Recensione L'estate di mio fratello (2005)

Tra voli onirici e immagini di concreta crudeltà, Reggiani fotografa con piglio brillante la stagione calda di un'infanzia, targata anni '70 ma senza alcun segno di riconoscimento che ne limiti l'atemporalità, l'universalità.

Istantanee di un'estate incancellabile

L'estate come momento decisivo nella crescita di un bambino è una stagione che è già stata frequentemente raccontata al cinema, con quei giochi e quei piccoli e grandi drammi che accompagnano spesso i mesi più delicati di un'esistenza ancora acerba. E le estati dei bambini solitari sono riempite sempre da sogni luminosi come lucciole, che durano il breve istante di un soffio di vento, di un graffio di luna cancellato da un'alba puntuale a mangiar via la notte. I più belli ed insieme i più crudeli sono quelli ad occhi aperti, quando i primi passi nella scoperta del mondo suggeriscono alla mente una precoce evasione in universi altri, in situazioni ideali da vivere da protagonisti, per assaporare quelle esperienze che la vita reale non può che negare o disporre lontane, accanto all'irraggiungibile. Quando un bambino conclude le sue avventure da sogno con catastrofi, incidenti, omicidi o corpi orribilmente arsi al rogo, mette un chiodo dentro quella sbagliata credenza che vuole i più piccoli quali simboli dell'innocenza ancora intatta di un fresco ingresso nel mondo. Un bambino può già odiare o anche solo credere di far del male, e segnare così la propria vita, sporcandola per sempre con sensi di colpa che non potranno mai essere lavati via. Si può assaporare l'amarezza della disillusione già quando l'età è ancora tenera, e se ne può essere travolti.

Ci sono voluti quasi dieci anni, da quando sono state effettuate le prime riprese, prima di sentire nelle nostre sale il vagito del lungometraggio d'esordio di Pietro Reggiani, già autore di un corto, Asino chi legge, che ha trovato grande fortuna all'estero, finendo col diventare addirittura il cortometraggio italiano più venduto. L'estate di mio fratello ha in sé tutta la nostalgia di un ritratto di un'estate lontana tra sorrisi e tristezze trattenute nel fondo degli occhi, il suo cuore accarezza con dolcezza disarmante i ricordi sopiti in tutti coloro che quelle stagioni di magia e solitudine hanno vissuto. Reggiani sposa lo sguardo di un bambino fragile, già sulla difensiva nei confronti del mondo esterno, e ne documenta il suo intimo percorso nella selva oscura della vita, dando voce alle sue invenzioni, ai giochi pericolosi con gli amici immaginari e alle prime difficoltà affrontate con l'arma privilegiata della fantasia.

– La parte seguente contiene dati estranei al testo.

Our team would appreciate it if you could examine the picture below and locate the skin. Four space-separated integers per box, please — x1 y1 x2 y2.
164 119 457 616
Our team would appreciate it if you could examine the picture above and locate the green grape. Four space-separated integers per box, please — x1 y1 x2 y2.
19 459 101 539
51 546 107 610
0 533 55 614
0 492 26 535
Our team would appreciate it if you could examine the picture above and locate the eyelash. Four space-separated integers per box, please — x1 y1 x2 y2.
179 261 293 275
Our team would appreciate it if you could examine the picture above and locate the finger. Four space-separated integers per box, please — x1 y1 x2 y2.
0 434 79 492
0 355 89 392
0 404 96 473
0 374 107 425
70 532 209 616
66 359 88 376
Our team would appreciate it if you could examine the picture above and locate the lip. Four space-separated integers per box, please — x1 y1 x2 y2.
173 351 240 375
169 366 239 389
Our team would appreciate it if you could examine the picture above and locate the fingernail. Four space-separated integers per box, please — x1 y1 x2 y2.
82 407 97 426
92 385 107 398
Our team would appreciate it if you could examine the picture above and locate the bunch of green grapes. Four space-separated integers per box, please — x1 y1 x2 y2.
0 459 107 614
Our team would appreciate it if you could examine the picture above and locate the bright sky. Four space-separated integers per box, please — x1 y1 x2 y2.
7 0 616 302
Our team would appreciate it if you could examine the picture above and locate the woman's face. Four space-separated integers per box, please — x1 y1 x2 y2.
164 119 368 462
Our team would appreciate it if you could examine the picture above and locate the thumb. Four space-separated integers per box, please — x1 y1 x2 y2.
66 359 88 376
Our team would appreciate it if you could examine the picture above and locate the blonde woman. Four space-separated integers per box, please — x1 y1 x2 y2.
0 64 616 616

Girato in larga parte nel 1998, prima della breve coda conclusiva filmata cinque anni dopo e ad adolescenza del protagonista ormai sopraggiunta, il film risulta grezzo, quasi amatoriale, nelle sue immagini, ma il suo apparire fuori tempo massimo, in qualche misura obsoleto, conferisce a questo "malincomico" racconto di un'estate tutta la forza esclusiva della sincerità, quella potenza che sta dietro l'imperfezione.

Nell'estate del protagonista del film c'è un evento tragico che segnerà, con spietata fretta, tutta la sua vita, rovinandola forse irrimediabilmente. Egli proverà ad affrontare e superare quell'episodio nell'universo-rifugio del sogno, ma l'incapacità di risolverlo nella vita vera gli farà perdere contatto con la realtà, sbiadendo i confini con ciò che non esiste. Tra voli onirici e immagini di concreta crudeltà, Reggiani fotografa con piglio brillante la stagione calda di un'infanzia, targata anni '70 ma senza alcun segno di riconoscimento che ne limiti l'atemporalità, l'universalità. Il regista è più attento a restituire un'atmosfera trasognata e insieme cinicamente reale, piuttosto che raccontare i limiti evidenti di una particolare generazione al crollo. Nel suo lavoro non ci sono fotogrammi indimenticabili, ma pregevoli istantanee d'amatore che vogliono farci affondare con il pensiero in quella estate della nostra vita ormai andata, quella dei pantaloncini corti e dei calzini fino al ginocchio, quando già qualcuno o qualcosa ci tirava fuori dal mondo dei sogni per far scattare impietoso l'ora di crescere. Superate le sempre più insormontabili difficoltà distributive, grazie ad un'ingegnosa iniziativa che ha visto coinvolti gli stessi spettatori, L'estate di mio fratello può così finalmente approdare nelle nostre sale, primo film di qualità adottato dalla Selfcinema, associazione culturale per la promozione di film "invisibili" che faticano a trovare sbocco nel mercato.